Leading the vanguard is Dr Prabhakar Anand (Amitabh Bachchan), the crusading principal of a private college in Bhopal, who believes that the ‘reservation’ policy is beneficial to the underprivileged, for performance is not dependent on background. Representing the Dalits (the Untouchables) is Deepak Kumar (Saif Ali Khan), a cleaning woman’s son and Professor Anand’s most loyal pupil, who is the love interest of the professor’s daughter Poorbi (Deepika Paudokone). Saif Ali Khan is not very believable as a low-caste Dalit — he looks more like an upper-caste playboy than a slum boy. The other characters include Mithilesh Singh (Manoj Bajpai) the scheming vice principal who runs a tuition centre as a side business, and Sushanth Seth (Prateik Babbar) the upper-caste son of a college trustee who challenges the “reservation” policy and demands a meritocracy in the college.

Today, as Anna Hazare evokes a pure Gandhian simplicity, Jha’s Aarakshan is imbued with a similar sensibility of bygone times, replete with Ambassador cars, dialogue in heavy Sanskrit, and a khaddi-wearing, checked-scarf toting Bachchan. Like Anna, Professor Anand (Bachchan) takes a stand, teaches for free, and generates popular outpouring from grateful ‘have-nots’ who come to his cowshed for math coaching. The continuous scene-stealer is Big B who pontificates at regular intervals on all that is righteous, in crisp, deep, stern tones, reminding lesser mortals of their shortcomings.

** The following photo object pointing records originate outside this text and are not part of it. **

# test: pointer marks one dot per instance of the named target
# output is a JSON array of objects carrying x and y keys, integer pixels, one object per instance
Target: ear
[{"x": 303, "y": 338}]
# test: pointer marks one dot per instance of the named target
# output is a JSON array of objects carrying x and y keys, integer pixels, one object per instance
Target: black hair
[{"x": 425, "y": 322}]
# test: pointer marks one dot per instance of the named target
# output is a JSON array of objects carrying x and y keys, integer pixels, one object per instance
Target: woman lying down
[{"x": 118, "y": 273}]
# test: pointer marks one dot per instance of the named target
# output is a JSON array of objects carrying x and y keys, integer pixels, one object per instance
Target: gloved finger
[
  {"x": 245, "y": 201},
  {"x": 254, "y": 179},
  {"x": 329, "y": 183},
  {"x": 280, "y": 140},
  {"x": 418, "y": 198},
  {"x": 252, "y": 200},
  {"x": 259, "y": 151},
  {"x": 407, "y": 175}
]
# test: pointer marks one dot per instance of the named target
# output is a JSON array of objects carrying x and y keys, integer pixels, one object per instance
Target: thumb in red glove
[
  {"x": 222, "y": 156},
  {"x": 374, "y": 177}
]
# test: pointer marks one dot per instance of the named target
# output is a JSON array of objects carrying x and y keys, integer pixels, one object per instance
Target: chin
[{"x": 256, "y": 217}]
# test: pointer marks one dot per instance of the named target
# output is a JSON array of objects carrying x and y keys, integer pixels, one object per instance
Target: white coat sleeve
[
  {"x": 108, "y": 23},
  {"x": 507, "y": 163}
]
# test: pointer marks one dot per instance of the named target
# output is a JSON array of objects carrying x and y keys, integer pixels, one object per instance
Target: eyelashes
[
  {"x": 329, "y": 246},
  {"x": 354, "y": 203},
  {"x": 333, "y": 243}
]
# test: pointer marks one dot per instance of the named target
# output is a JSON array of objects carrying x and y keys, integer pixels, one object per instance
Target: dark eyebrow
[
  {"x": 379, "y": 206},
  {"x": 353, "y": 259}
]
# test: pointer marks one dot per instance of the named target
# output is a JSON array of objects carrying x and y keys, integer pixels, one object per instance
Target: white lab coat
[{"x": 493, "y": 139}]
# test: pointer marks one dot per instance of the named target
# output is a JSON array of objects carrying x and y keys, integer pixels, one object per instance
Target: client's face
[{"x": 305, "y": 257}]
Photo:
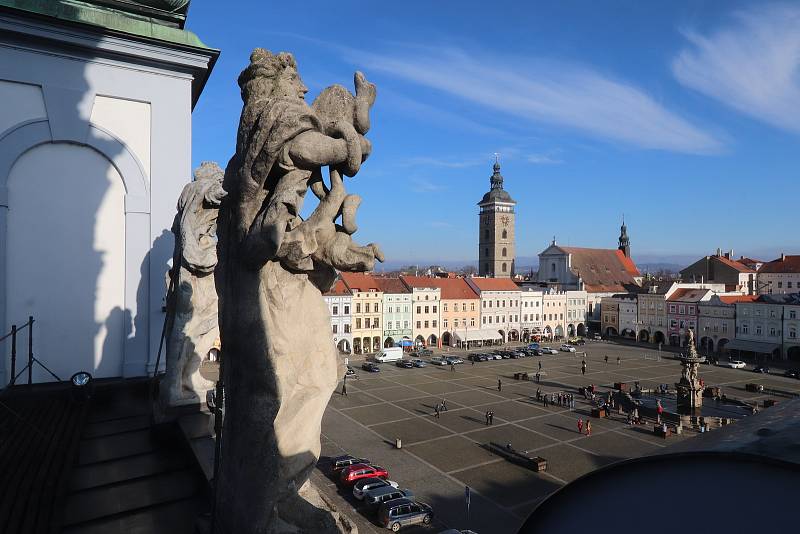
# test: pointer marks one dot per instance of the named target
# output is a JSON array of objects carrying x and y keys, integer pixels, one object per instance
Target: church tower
[
  {"x": 624, "y": 242},
  {"x": 496, "y": 229}
]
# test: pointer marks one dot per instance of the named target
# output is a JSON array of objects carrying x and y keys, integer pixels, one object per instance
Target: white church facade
[{"x": 95, "y": 147}]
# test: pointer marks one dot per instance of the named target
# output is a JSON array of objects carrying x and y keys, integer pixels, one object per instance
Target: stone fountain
[{"x": 690, "y": 392}]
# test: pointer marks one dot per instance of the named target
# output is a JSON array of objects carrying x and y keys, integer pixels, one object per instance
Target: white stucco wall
[{"x": 66, "y": 259}]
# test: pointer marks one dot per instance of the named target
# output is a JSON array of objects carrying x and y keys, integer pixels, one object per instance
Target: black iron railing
[{"x": 13, "y": 335}]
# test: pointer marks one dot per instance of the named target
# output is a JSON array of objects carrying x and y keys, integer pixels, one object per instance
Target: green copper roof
[{"x": 129, "y": 20}]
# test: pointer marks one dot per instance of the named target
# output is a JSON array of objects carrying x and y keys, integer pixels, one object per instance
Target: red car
[{"x": 354, "y": 473}]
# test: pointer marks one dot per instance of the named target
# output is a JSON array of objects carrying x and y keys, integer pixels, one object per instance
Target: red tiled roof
[
  {"x": 785, "y": 264},
  {"x": 338, "y": 289},
  {"x": 359, "y": 281},
  {"x": 495, "y": 284},
  {"x": 741, "y": 267},
  {"x": 602, "y": 266},
  {"x": 733, "y": 299},
  {"x": 684, "y": 294},
  {"x": 390, "y": 285},
  {"x": 453, "y": 288}
]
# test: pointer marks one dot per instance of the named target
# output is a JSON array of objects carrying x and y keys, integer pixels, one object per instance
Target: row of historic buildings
[
  {"x": 370, "y": 311},
  {"x": 762, "y": 325}
]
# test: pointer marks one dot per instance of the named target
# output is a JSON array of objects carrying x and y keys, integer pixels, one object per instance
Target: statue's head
[{"x": 271, "y": 76}]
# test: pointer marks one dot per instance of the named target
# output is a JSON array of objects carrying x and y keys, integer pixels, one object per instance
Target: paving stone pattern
[{"x": 439, "y": 457}]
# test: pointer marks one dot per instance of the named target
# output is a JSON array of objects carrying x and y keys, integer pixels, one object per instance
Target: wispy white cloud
[
  {"x": 751, "y": 65},
  {"x": 422, "y": 185},
  {"x": 544, "y": 91},
  {"x": 545, "y": 158}
]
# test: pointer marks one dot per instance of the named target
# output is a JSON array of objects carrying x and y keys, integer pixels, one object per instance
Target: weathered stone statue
[
  {"x": 279, "y": 363},
  {"x": 193, "y": 320}
]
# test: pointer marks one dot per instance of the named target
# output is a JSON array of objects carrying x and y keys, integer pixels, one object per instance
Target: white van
[{"x": 390, "y": 354}]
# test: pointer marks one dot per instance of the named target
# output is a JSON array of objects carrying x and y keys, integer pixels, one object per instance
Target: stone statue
[
  {"x": 279, "y": 364},
  {"x": 192, "y": 305}
]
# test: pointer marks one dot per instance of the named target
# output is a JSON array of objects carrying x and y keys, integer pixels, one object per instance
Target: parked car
[
  {"x": 735, "y": 364},
  {"x": 340, "y": 462},
  {"x": 354, "y": 473},
  {"x": 398, "y": 513},
  {"x": 366, "y": 484},
  {"x": 377, "y": 496},
  {"x": 372, "y": 367}
]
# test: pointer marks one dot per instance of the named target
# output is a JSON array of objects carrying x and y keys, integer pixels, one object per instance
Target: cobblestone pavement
[{"x": 440, "y": 456}]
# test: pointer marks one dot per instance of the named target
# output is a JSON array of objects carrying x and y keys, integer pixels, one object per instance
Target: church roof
[{"x": 602, "y": 270}]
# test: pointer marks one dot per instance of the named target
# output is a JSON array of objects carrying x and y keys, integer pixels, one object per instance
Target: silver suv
[
  {"x": 401, "y": 512},
  {"x": 379, "y": 495}
]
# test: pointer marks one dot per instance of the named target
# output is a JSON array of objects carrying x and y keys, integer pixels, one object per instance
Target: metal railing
[{"x": 31, "y": 358}]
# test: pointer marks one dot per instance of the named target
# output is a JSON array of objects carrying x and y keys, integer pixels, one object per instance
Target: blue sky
[{"x": 684, "y": 116}]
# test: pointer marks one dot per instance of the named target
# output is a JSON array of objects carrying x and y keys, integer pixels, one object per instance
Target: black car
[{"x": 371, "y": 367}]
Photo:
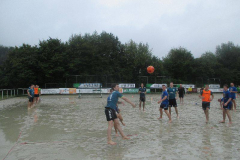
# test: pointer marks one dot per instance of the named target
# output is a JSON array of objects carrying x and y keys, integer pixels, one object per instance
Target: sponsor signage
[
  {"x": 106, "y": 90},
  {"x": 127, "y": 85},
  {"x": 87, "y": 85},
  {"x": 156, "y": 86},
  {"x": 214, "y": 86},
  {"x": 133, "y": 90},
  {"x": 49, "y": 91}
]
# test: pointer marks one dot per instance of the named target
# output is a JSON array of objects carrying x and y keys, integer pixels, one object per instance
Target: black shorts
[
  {"x": 110, "y": 114},
  {"x": 172, "y": 103},
  {"x": 181, "y": 95},
  {"x": 30, "y": 99},
  {"x": 142, "y": 99},
  {"x": 164, "y": 106},
  {"x": 205, "y": 105}
]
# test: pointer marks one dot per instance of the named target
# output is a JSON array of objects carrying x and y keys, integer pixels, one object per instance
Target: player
[
  {"x": 220, "y": 100},
  {"x": 30, "y": 96},
  {"x": 110, "y": 112},
  {"x": 164, "y": 104},
  {"x": 181, "y": 92},
  {"x": 36, "y": 94},
  {"x": 142, "y": 91},
  {"x": 172, "y": 98},
  {"x": 119, "y": 116},
  {"x": 206, "y": 99},
  {"x": 233, "y": 91},
  {"x": 227, "y": 103},
  {"x": 238, "y": 88}
]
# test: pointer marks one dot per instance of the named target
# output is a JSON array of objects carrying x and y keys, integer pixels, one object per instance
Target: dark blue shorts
[
  {"x": 229, "y": 106},
  {"x": 164, "y": 106},
  {"x": 205, "y": 105},
  {"x": 142, "y": 99}
]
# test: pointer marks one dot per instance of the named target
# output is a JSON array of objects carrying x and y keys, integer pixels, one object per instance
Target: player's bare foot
[
  {"x": 112, "y": 143},
  {"x": 126, "y": 138}
]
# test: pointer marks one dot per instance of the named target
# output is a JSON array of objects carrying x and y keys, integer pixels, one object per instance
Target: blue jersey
[
  {"x": 142, "y": 90},
  {"x": 233, "y": 89},
  {"x": 172, "y": 92},
  {"x": 31, "y": 92},
  {"x": 163, "y": 95},
  {"x": 226, "y": 96},
  {"x": 113, "y": 99}
]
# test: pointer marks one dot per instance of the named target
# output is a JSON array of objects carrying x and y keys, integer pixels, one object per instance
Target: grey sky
[{"x": 198, "y": 25}]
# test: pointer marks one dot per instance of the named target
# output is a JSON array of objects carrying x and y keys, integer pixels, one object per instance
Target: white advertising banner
[
  {"x": 214, "y": 86},
  {"x": 106, "y": 90},
  {"x": 49, "y": 91},
  {"x": 87, "y": 85},
  {"x": 188, "y": 85},
  {"x": 127, "y": 85},
  {"x": 157, "y": 86}
]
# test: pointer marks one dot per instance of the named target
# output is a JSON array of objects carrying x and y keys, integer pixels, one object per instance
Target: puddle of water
[{"x": 63, "y": 127}]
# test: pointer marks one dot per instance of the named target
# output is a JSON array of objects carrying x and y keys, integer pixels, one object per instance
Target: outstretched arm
[
  {"x": 229, "y": 100},
  {"x": 162, "y": 99},
  {"x": 128, "y": 101}
]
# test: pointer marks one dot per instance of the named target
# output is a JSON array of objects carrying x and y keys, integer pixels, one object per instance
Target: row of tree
[{"x": 54, "y": 61}]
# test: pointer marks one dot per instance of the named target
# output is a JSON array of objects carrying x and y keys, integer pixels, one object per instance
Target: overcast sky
[{"x": 198, "y": 25}]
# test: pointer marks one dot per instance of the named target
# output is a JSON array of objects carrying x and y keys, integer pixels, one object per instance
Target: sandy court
[{"x": 68, "y": 128}]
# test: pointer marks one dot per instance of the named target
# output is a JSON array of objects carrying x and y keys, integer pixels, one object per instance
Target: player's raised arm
[{"x": 128, "y": 101}]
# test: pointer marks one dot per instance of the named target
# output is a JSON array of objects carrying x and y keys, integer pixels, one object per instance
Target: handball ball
[{"x": 150, "y": 69}]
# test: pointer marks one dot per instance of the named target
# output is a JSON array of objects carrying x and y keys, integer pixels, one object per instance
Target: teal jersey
[
  {"x": 172, "y": 92},
  {"x": 31, "y": 92},
  {"x": 113, "y": 99}
]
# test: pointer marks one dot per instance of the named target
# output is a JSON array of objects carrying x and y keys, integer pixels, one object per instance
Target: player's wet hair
[
  {"x": 225, "y": 85},
  {"x": 113, "y": 85}
]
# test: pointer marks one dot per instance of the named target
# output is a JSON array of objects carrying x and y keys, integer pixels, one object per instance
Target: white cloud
[{"x": 195, "y": 24}]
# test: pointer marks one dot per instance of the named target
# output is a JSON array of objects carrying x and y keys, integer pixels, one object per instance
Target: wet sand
[{"x": 68, "y": 128}]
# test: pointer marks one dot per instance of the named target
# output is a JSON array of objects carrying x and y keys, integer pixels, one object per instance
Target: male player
[
  {"x": 227, "y": 103},
  {"x": 181, "y": 92},
  {"x": 110, "y": 111},
  {"x": 164, "y": 104},
  {"x": 233, "y": 91},
  {"x": 238, "y": 88},
  {"x": 36, "y": 94},
  {"x": 207, "y": 97},
  {"x": 119, "y": 116},
  {"x": 30, "y": 96},
  {"x": 172, "y": 98},
  {"x": 142, "y": 91}
]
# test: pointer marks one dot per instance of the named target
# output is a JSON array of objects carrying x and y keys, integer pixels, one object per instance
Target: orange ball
[{"x": 150, "y": 69}]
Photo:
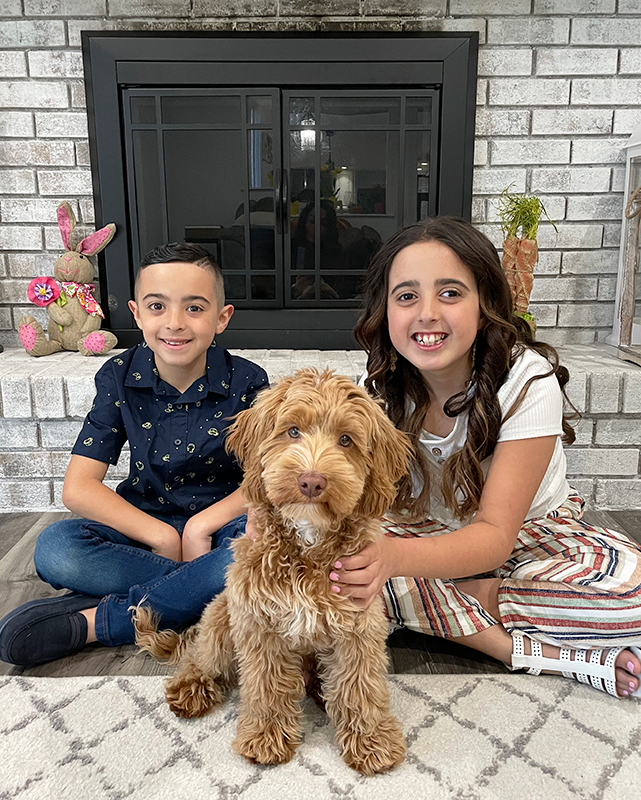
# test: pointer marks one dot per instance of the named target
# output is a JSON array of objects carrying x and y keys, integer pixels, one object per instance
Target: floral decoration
[{"x": 42, "y": 291}]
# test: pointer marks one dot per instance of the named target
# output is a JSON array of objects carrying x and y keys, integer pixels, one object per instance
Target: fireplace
[{"x": 290, "y": 157}]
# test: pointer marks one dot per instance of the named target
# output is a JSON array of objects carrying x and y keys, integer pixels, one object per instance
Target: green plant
[{"x": 521, "y": 214}]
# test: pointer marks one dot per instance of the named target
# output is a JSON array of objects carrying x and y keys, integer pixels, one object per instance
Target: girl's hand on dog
[
  {"x": 361, "y": 577},
  {"x": 250, "y": 528}
]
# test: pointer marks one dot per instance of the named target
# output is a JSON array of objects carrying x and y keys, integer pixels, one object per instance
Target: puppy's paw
[
  {"x": 379, "y": 750},
  {"x": 190, "y": 696},
  {"x": 268, "y": 742}
]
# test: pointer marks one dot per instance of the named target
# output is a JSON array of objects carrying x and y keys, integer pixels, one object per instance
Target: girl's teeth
[{"x": 430, "y": 339}]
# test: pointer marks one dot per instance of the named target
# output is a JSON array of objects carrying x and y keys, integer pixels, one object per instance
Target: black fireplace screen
[{"x": 292, "y": 170}]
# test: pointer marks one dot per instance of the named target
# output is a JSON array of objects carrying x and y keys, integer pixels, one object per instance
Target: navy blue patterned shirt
[{"x": 178, "y": 461}]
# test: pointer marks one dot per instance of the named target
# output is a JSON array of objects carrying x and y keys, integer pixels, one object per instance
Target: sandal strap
[{"x": 601, "y": 676}]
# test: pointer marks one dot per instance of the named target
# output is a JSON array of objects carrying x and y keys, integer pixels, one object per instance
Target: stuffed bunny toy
[{"x": 74, "y": 315}]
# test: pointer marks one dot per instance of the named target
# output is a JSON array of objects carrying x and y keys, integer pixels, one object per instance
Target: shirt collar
[{"x": 142, "y": 373}]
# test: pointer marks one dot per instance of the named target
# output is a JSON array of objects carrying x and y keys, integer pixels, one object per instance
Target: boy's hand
[
  {"x": 167, "y": 543},
  {"x": 197, "y": 535}
]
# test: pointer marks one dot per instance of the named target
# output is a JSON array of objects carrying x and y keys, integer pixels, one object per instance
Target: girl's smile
[{"x": 433, "y": 311}]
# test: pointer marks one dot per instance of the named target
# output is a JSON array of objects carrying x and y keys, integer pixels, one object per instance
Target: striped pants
[{"x": 565, "y": 583}]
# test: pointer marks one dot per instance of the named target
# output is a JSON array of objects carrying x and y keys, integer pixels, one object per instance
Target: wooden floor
[{"x": 409, "y": 652}]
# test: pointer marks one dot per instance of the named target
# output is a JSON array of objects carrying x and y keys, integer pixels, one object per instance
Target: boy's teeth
[{"x": 429, "y": 338}]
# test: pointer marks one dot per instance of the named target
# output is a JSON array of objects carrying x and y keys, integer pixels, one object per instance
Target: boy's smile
[
  {"x": 433, "y": 310},
  {"x": 177, "y": 311}
]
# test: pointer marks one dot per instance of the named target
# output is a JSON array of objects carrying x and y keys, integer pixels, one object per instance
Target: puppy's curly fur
[{"x": 321, "y": 462}]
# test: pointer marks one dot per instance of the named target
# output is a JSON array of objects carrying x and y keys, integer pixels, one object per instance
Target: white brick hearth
[{"x": 45, "y": 400}]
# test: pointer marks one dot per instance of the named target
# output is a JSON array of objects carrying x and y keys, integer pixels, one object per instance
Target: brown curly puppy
[{"x": 321, "y": 462}]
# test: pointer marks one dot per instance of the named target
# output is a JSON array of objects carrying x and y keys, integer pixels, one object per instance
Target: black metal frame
[{"x": 113, "y": 60}]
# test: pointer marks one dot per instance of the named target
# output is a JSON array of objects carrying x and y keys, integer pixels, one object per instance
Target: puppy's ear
[
  {"x": 251, "y": 428},
  {"x": 391, "y": 450}
]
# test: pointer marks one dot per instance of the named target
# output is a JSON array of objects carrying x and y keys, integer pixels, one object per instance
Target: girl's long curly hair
[{"x": 503, "y": 337}]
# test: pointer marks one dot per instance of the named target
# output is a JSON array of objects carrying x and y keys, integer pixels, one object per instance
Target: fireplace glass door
[{"x": 292, "y": 192}]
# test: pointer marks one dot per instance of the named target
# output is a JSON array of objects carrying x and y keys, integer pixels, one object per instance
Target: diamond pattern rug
[{"x": 470, "y": 737}]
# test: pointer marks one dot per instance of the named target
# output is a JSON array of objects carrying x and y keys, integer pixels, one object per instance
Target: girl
[{"x": 504, "y": 563}]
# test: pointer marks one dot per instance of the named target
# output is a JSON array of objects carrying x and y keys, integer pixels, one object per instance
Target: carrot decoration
[{"x": 520, "y": 217}]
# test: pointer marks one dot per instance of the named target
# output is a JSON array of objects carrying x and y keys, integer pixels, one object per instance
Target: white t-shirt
[{"x": 540, "y": 414}]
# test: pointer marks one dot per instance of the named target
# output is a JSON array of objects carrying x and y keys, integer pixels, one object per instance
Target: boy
[{"x": 158, "y": 537}]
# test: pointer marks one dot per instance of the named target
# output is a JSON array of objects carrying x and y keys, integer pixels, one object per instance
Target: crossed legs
[{"x": 497, "y": 642}]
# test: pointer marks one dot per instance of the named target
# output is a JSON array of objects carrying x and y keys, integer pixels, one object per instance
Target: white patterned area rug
[{"x": 470, "y": 737}]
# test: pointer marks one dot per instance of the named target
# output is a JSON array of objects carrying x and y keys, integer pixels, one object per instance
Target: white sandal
[{"x": 601, "y": 676}]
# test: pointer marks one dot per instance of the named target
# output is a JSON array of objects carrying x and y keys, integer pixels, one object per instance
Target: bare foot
[{"x": 627, "y": 666}]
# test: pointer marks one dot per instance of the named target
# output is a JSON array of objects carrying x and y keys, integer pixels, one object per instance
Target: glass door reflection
[{"x": 357, "y": 169}]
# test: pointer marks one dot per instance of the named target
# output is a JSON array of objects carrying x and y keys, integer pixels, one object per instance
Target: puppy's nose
[{"x": 311, "y": 484}]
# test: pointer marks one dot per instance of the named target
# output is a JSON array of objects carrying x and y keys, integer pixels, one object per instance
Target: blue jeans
[{"x": 96, "y": 560}]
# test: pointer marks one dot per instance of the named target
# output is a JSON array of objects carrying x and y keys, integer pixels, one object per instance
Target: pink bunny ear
[
  {"x": 66, "y": 222},
  {"x": 97, "y": 241}
]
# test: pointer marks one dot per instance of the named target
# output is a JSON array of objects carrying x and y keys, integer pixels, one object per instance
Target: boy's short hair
[{"x": 186, "y": 253}]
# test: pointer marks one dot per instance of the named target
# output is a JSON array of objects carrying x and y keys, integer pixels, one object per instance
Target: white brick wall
[
  {"x": 43, "y": 402},
  {"x": 559, "y": 93}
]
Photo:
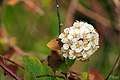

The bad guys in Aarakhshan are the politicians and the greedy tuition centre owner Singh (Manoj Bajpai), who symbolise the ‘new’ India and centre their life on money and status; they demand a change in the “reservation” policy and recruit students to expensive tuition centres, when actually the task of a good education should be accomplished at college. Besides the policy of quotas in education for Indian castes, the film highlights the commercialisation of the education system in India, where parents bleed their rupees into high-cost coaching. The two themes are divided between the two halves of the movie and don’t really come together to flow jointly in the narrative.

Because of its contentious themes, the film was banned in U.P. and two other provinces in India; the ban was subsequently lifted by the Indian Supreme Court. The Deepak Kumar and Poorbi Anand love story remains watery and incomplete, as indeed it must, for if the caste-system is alive and well in India, then can a poor Dalit marry an upper-caste Brahmin girl?

The denouement is the arrival of retired college founder, Shakunthala Thakral (Hema Malini), who, like the Good Witch of the North, sprinkles Professor Anand with lashings of approval while the bad guys wither on the sidelines. This is the final feel-good factor when good triumphs over bad.

So if you’re in the mood for some ‘socially conscious’ Bachchan melodrama about an issue that leaves you perplexed, about people whose social relations you simply cannot comprehend, with heavy dialogue in a language you can’t understand, then maybe Aarakhshan is the film to watch.